Я был рад увидеть игумена Петра, а он казался мне озабоченным. Игумен горячо пожал мне руку и, не отпуская ладони моей, усадил меня возле себя:
— Что же ты наделал, Фабиан...
Это было сказано с такой горечью в голосе, что я предпочел как бы не заметить сей вопрос.
— Как вы оказались здесь? — спросил я игумена с неподдельным удивлением.
— Волей Божьей. — Он перекрестился. — Меня послал патриарх, когда вы были на полпути, дабы переговорить с митрополитом. Когда я прибыл сюда, ужасу моему не было предела.

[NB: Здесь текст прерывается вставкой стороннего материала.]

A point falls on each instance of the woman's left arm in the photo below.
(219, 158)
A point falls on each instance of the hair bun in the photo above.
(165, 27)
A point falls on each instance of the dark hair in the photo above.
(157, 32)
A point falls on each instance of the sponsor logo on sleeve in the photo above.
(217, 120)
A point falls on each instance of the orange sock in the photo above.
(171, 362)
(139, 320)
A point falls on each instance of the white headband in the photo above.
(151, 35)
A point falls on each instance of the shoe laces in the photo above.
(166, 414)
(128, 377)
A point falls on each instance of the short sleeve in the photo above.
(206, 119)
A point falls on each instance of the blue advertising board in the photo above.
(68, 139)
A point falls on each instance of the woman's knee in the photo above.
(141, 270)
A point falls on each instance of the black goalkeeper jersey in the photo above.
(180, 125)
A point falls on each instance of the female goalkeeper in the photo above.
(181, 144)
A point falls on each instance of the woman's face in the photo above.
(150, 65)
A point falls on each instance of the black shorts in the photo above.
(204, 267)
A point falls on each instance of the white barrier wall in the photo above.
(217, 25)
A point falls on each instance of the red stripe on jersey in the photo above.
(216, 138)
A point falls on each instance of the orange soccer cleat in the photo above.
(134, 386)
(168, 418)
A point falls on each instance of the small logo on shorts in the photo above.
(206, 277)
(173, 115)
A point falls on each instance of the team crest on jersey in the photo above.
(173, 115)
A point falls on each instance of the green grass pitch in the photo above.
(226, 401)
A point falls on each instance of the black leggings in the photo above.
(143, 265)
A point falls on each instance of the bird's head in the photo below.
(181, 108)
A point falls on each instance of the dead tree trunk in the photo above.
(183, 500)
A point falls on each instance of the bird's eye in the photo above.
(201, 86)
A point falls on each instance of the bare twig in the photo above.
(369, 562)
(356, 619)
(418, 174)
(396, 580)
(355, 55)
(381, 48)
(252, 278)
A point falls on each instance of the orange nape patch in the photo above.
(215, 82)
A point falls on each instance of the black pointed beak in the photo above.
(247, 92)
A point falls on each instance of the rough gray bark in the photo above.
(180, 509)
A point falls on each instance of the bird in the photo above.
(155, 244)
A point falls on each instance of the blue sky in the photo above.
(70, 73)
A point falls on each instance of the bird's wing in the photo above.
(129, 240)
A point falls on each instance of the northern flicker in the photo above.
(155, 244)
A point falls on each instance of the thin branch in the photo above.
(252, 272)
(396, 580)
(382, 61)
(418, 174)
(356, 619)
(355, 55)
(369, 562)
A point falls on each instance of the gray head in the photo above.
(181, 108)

Два дня и две ночи провел я в посте и молитвах, прежде чем прийти к тебе. Скажи мне, как ты мог разувериться... Нет! Лучше скажи мне, верил ли ты? — Игумен Петр проникновенно заглянул мне в глаза, будто ища там ответа. — Я прочту тебе символ веры.
И он дрожащим голосом пересказал мне Никео-Цареградский символ веры.
— Вот что, ваше святейшество, — тихо промолвил я, когда игумен сказал последний, двенадцатый символ, — мы более чем кто-либо должны веровать и веруем. Мы веруем абсолютно, и поэтому наша вера лишена смысла.